As protests continue, more and more people in the entertainment business are taking notice. Today, Paramount has decided to make Ava DuVernay‘s Selma available for free rental on digital platforms through the end of the month. The Best Picture-nominated film tells the story of Martin Luther King Jr. and his involvement with the 1965 Selma to Montgomery voting rights marches. This is good news – but it comes with a slightly sour bit of info, as both DuVernay and star David Oyelowo have revealed that Academy members refused to vote for the film after the cast and crew wore “I Can’t Breathe” t-shirts in remembrance of Eric Garner.
Speaking with Screen’s Screen Talks live Q&A series, Selma star David Oyelowo had this to say:
“Six years ago, Selma coincided with Eric Garner being murdered. That was the last time we were in a place of ‘I Can’t Breathe’ [a slogan for the movement taken from Garner’s last words before he died at the hands of US police]…I remember at the premiere of Selma us wearing ‘I Can’t Breathe’ T-shirts in protest. Members of the Academy called in to the studio and our producers saying, ‘How dare they do that? Why are they stirring S-H-I-T?’ and ‘We are not going to vote for that film because we do not think it is their place to be doing that.’…It’s part of why that film didn’t get everything that people think it should’ve got and it birthed #OscarsSoWhite. They used their privilege to deny a film on the basis of what they valued in the world.”
Oyelowo’s quote started making the rounds on Twitter, leading director Ava DuVernay to confirm it:
Now, onto more positive news. Paramount has decided to make Selma free to rent for the rest of the month. The studio released the following statement:
Ava DuVernay’s powerful drama Selma tells the incredible story of how Dr. Martin Luther King Jr. led the epic march from Selma to Montgomery to secure equal voting rights in an event that forever altered history.

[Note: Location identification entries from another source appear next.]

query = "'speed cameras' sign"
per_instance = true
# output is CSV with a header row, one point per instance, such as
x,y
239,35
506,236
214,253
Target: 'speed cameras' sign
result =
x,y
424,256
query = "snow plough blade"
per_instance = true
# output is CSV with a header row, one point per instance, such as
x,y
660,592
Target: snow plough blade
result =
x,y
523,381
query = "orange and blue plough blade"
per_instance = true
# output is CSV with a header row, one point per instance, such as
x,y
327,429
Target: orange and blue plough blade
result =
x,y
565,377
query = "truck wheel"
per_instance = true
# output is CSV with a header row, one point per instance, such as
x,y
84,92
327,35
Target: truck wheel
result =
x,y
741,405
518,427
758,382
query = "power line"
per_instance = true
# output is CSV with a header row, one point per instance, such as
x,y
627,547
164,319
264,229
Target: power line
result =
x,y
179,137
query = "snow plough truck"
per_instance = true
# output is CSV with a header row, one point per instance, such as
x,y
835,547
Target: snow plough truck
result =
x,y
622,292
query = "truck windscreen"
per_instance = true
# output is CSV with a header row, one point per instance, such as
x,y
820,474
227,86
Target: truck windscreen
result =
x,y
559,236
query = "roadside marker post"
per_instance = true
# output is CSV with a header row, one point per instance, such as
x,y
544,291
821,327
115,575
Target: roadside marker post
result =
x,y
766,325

Beginning today, Paramount is making Selma available for free rental on digital platforms through the end of the month.
55 years after the historic marches from Selma, as we witness the expression of decades of collective pain, we should reflect on Dr. King’s words: “injustice anywhere is a threat to justice everywhere.”
We hope this small gesture will encourage people throughout the country to examine our nation’s history and reflect on the ways that racial injustice has infected our society. The key message of Selma is the importance of equality, dignity and justice for all people. Clearly, that message is as vital today as it was in 1965.